Al llegar a la esquina, otro hombre me hizo parar.
– Escucha, amigo… -empezó.
– ¿Sí? -pregunté.
– Mira, soy un veterano de la primera guerra mundial. Arriesgué mi vida en el frente por este país, pero nadie me quiere contratar, nadie quiere darme un trabajo. No aprecian lo que hice por ellos. Tengo hambre, ayúdame un poco…
– Yo no trabajo. -¿No trabajas? -Como lo oyes.
Continué mi paseo.

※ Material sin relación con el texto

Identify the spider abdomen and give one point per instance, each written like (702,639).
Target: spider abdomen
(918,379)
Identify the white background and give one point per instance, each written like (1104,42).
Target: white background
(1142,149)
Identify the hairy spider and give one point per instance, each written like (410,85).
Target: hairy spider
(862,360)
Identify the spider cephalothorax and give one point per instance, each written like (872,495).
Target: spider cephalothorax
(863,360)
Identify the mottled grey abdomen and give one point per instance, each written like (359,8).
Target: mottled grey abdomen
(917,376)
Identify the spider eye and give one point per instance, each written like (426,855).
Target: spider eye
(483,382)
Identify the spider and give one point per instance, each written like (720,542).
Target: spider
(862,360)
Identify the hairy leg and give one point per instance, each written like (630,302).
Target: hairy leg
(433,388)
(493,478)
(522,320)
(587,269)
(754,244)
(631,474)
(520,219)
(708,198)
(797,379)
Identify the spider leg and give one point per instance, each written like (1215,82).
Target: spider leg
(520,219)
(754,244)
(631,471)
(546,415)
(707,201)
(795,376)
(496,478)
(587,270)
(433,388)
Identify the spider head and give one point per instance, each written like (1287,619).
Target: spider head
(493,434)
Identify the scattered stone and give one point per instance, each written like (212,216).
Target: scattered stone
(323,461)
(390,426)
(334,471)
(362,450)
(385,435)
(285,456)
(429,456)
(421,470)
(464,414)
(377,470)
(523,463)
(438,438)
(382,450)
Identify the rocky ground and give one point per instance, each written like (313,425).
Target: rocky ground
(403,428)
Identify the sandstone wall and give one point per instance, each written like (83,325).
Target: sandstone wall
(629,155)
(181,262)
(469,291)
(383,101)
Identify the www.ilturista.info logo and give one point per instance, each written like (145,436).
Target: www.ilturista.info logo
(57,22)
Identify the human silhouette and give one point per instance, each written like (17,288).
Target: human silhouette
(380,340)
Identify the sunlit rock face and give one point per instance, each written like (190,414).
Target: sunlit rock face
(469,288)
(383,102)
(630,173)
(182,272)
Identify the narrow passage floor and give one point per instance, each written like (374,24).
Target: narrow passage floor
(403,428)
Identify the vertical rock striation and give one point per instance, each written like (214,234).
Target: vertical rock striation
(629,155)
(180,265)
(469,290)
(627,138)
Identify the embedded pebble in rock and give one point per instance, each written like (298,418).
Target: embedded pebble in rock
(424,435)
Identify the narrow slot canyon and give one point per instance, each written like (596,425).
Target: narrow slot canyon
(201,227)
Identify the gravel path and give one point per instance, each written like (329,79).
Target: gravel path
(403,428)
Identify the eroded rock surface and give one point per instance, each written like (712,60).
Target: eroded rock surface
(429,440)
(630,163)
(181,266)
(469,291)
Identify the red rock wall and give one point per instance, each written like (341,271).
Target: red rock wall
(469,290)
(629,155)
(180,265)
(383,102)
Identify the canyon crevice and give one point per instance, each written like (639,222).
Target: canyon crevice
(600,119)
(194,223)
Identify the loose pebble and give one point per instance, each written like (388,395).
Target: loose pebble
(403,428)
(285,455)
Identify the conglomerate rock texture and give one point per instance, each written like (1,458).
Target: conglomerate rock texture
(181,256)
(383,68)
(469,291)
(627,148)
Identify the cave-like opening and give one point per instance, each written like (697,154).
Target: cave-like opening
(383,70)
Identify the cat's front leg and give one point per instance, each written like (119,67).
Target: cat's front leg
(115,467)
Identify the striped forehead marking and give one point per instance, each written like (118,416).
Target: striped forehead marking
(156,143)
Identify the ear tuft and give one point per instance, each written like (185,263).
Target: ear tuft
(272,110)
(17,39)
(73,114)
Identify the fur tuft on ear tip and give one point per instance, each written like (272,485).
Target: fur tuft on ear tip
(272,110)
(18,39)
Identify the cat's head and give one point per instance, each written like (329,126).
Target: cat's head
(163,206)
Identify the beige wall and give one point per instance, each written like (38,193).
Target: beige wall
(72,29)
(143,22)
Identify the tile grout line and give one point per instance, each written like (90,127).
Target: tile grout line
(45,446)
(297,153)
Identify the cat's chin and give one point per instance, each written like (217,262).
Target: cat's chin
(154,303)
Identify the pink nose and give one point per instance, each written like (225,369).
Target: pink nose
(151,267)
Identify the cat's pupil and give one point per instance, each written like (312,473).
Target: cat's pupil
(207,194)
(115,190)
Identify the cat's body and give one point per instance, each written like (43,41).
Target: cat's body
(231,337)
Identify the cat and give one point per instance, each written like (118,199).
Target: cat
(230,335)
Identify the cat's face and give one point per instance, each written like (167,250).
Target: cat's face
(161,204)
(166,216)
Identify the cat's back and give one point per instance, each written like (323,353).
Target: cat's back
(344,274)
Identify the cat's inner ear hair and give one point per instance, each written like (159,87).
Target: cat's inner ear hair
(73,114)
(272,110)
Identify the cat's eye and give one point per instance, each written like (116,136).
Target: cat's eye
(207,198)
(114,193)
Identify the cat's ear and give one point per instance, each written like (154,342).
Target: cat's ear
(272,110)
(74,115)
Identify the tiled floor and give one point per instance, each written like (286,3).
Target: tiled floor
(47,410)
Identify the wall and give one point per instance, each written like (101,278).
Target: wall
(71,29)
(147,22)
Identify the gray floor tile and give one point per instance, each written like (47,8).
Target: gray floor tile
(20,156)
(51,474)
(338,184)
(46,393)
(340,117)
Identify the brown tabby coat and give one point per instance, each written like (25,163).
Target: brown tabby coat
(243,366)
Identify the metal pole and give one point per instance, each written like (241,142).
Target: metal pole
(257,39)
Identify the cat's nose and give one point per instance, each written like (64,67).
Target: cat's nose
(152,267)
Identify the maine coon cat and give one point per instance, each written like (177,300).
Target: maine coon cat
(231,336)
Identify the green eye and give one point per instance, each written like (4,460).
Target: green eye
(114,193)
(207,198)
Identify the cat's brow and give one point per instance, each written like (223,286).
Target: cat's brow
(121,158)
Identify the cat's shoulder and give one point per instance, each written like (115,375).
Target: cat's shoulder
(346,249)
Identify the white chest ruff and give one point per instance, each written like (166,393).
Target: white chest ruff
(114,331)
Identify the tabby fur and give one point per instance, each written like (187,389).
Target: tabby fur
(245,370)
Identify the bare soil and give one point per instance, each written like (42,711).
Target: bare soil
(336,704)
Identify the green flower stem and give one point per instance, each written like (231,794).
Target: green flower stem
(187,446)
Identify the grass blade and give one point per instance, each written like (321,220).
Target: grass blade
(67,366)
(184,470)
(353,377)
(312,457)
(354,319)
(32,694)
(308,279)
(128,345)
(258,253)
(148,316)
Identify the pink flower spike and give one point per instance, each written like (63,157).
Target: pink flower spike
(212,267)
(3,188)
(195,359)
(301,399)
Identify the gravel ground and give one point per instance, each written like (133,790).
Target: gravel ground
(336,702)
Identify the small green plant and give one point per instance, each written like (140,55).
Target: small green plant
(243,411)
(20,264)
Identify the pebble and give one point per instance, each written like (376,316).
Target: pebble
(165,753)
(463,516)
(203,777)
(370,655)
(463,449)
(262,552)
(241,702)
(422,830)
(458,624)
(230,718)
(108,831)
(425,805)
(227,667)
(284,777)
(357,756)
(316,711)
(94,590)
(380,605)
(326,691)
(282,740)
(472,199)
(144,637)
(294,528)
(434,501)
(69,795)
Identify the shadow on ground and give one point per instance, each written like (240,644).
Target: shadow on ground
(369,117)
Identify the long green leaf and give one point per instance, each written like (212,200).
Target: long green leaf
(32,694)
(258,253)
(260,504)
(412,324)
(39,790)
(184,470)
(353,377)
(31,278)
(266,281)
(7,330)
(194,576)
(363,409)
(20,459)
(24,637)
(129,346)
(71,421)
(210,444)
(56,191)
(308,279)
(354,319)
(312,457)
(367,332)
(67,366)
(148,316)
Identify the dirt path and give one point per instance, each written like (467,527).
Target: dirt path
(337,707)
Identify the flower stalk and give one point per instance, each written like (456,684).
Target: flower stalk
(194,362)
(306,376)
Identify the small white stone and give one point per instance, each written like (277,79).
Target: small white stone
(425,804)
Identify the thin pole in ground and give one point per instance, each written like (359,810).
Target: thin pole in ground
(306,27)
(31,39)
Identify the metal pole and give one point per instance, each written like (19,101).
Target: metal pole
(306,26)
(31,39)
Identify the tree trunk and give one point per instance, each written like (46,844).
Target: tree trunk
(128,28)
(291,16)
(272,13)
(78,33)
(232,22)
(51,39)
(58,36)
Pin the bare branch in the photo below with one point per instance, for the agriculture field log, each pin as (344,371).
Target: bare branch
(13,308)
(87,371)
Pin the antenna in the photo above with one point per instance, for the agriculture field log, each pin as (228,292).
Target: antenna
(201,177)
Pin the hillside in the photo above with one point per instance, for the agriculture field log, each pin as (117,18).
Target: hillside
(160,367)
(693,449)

Crucé la calle hasta la otra acera. -¡Estás mintiendo! -me gritó-. ¡Tú trabajas. Seguro que tienes un trabajo!
Pocos días más tarde, andaba buscando alguno.
4
Era un hombre detrás de un escritorio, con un aparatito en el oído cuyo cable bajaba junto a su cara hasta su camisa, donde tenía oculta la batería. La oficina era oscura y confortable. Iba vestido con un gastado traje marrón, una camisa blanca arrugada y una pajarita raída en los extremos. Se llamaba Heathercliff.
Yo había leído el anuncio en el periódico, vi que el sitio no estaba a mucha distancia de mi hotel.
Se necesita joven ambicioso con visión de futuro. NO ES NECESARIA EXPERIENCIA. EMPIECE EN LA OFICINA DE REPARTOS Y VAYA ASCENDIENDO PUESTOS.
Aguardé en el vestíbulo con cinco o seis jóvenes más, todos ellos tratando de parecer ambiciosos. Habíamos rellenado nuestras solicitudes de empleo y ahora esperábamos. Yo fui el último en ser llamado.
– Señor Chinaski, ¿qué fue lo que le hizo abandonar el trabajo en el ferrocarril?
– Bueno, no veo ningún futuro en el ferrocarril.